Developers Withdraw Casino Permit Application

A small but vocal group of Clermont Harbor residents turned out Monday night for a public hearing. All were ready to let county leaders know just how they feel about a proposed casino resort in their neighborhood.

That's when they were stunned by a surprise announcement from the developers.

"We'd like to withdraw, at this time, the appeal, so that we can go back to planning commissioners to reapply. We want to correct everything to where it would be more acceptable to the community and to you gentlemen," Casino Developer Russell Elliott said.

Developers want to build what will be called "South Beach Casino and Resort" on property just west of the Clermont Harbor Pier.

Last month, planning and zoning commissioners denied permission to build because the developers didn't have the required acreage to build a casino resort.

"We've got the necessary amount of property at this time," Elliott said Monday.

Now, Russell Elliott and Kirk Ladner say they'll use extra time to take out language in their application that suggested the casino would feature adult entertainment.

"Where we're going with this is on my family's property that's been in my family for years and years and my grandfather would turn over in his grave if we put a nude bar or strip joint on that property, so that's just not going to happen," Elliott said.
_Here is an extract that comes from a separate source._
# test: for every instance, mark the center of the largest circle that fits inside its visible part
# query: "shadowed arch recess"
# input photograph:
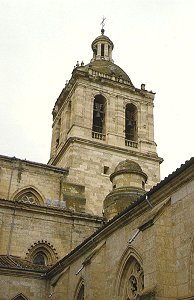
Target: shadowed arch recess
(28, 195)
Clermont Harbor Resident Michelle Nichols doesn't see the changes, changing her mind.

"Because you still have the traffic issue, you still have all these different environments. That doesn't belong in a community, a residential community," Nichols said.

Fellow residednt Gayle Childs agrees.

"I wouldn't want that in front of my house. I wouldn't want that blocking my view."

Developers say their new plans include working with residents in hopes of satisfying those concerns. The casino development would also need a zoning change in the area to declare a "special casino use district."

The president of the Clermont Harbor Civic Association says the developers would face less opposition if they moved the proposed development about a block West, farther away from residential homes.